Je suis revenu ici depuis 3 jours et j’y suis attendant l’ordre de revenir. [p. 4] Nous passerons par Oran avant de toucher la belle patrie. Comment vais-je la retrouver ? Quand l’idée de retour me vient en tête, je l’écarte ; qui vais-je trouver mort ou infirme à jamais ? Quelles nouvelles révolutions nous préparez-vous avec vos chiffonniers et vos carlistes, et vos Robespierres de carrefour ? Tempora ! Est-ce à ce prix qu’on achète la civilisation et le bonheur d’avoir un chapeau rond au lieu d’un burnous ?
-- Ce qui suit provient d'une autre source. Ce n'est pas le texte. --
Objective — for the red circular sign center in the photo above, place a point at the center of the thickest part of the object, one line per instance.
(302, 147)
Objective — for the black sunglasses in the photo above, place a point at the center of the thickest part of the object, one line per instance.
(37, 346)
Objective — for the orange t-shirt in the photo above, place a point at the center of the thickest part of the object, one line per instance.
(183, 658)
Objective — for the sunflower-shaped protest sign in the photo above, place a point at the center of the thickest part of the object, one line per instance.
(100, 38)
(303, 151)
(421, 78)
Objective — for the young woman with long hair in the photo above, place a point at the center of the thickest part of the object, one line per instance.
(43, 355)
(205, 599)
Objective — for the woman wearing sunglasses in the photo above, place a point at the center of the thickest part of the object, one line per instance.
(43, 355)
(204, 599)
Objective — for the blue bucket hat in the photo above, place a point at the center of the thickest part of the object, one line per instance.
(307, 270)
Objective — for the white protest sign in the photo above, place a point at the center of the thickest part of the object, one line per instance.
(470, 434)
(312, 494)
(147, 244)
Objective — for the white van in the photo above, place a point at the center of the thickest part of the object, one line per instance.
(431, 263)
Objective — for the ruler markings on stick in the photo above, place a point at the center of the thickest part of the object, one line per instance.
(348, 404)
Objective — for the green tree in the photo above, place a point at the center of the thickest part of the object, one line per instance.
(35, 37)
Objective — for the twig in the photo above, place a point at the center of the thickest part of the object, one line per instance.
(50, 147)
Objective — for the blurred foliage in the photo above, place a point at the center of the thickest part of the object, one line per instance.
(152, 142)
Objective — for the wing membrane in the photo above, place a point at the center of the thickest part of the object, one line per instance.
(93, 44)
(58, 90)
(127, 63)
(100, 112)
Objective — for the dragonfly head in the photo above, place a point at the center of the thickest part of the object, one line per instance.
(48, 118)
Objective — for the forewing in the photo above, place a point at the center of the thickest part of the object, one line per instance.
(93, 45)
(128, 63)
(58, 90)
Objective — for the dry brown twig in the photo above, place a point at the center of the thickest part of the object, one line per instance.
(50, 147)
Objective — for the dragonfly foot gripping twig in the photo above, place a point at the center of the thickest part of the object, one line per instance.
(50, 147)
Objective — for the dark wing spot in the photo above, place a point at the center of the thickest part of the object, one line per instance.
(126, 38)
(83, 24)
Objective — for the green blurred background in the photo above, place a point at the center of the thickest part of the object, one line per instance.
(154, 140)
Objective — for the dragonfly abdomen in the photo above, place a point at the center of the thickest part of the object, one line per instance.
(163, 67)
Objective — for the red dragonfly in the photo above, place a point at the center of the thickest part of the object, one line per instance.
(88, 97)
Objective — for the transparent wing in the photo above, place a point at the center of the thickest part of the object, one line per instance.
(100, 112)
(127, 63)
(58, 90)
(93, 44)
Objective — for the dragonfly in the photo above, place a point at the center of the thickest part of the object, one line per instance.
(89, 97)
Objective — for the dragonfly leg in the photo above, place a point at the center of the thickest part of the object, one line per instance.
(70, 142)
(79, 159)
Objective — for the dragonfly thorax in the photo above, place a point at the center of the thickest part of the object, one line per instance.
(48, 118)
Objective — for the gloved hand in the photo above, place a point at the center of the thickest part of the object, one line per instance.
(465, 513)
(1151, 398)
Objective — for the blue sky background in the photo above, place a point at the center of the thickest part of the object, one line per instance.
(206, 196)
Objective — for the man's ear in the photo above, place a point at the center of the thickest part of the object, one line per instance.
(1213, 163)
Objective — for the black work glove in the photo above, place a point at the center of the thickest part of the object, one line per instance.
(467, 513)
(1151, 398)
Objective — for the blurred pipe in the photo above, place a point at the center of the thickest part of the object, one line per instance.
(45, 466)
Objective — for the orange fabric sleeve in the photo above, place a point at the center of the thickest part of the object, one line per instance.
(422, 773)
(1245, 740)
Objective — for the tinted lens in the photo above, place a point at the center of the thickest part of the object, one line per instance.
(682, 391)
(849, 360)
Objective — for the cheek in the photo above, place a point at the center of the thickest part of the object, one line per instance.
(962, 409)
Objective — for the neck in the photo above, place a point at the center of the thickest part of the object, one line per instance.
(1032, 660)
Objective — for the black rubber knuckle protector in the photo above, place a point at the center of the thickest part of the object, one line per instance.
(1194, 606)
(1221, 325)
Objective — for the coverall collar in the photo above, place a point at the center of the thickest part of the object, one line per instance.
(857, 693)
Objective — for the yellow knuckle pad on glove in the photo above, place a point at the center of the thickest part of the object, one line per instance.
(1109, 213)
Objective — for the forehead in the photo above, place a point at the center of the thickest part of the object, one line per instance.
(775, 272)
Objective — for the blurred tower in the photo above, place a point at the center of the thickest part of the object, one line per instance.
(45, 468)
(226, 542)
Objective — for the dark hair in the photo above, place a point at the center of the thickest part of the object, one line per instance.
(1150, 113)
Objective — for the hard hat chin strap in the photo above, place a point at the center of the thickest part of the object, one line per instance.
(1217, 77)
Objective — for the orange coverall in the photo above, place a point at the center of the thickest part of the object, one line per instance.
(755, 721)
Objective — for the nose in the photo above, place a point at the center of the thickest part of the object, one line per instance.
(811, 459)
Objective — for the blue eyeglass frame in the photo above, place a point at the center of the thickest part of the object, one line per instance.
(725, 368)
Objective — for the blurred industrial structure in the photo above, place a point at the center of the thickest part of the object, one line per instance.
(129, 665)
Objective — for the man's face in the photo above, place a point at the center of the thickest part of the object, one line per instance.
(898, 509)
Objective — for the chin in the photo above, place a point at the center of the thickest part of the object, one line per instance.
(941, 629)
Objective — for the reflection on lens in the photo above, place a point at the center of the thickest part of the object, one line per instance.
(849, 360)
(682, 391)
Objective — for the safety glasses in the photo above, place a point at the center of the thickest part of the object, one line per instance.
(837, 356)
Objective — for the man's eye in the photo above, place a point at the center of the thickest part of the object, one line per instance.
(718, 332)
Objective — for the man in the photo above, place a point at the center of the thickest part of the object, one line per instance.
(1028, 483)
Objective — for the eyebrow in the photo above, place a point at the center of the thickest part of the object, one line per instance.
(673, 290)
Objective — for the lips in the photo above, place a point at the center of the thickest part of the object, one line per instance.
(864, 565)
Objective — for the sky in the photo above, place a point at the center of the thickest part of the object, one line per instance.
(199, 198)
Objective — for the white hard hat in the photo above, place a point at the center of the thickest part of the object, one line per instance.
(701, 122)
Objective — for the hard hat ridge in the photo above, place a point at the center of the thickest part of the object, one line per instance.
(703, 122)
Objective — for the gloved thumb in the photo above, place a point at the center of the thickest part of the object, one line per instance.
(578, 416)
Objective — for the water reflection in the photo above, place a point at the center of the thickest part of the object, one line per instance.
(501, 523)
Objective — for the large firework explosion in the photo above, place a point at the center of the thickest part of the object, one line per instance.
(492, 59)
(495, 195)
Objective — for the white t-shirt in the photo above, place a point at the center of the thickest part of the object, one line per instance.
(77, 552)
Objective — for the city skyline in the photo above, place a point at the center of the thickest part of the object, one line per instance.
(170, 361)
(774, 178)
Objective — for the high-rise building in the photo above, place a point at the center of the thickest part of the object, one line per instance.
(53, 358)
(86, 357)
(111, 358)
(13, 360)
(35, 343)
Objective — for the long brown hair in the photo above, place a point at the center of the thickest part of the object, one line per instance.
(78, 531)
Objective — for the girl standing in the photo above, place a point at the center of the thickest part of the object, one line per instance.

Le climat de Tanger est délicieux ; il n’y fait pas à beaucoup près aussi chaud qu’en Espagne, surtout dans l’intérieur de l’Andalousie. Ma santé va toujours, mais la vôtre ? Écris-moi toujours ici : peut-être n’y serai-je pas dans deux jours. Mais tout est incertain.
J’embrasse Félix. Dis mille choses à sa famille et à la tienne, si Mme Pierret se souvient encore de moi. Donne-moi des nouvelles de Henry. Écris par Piron. Encore un coup, c’est la seule voie. Les Affaires étrangères écrivent tous les trois mois.
Eug.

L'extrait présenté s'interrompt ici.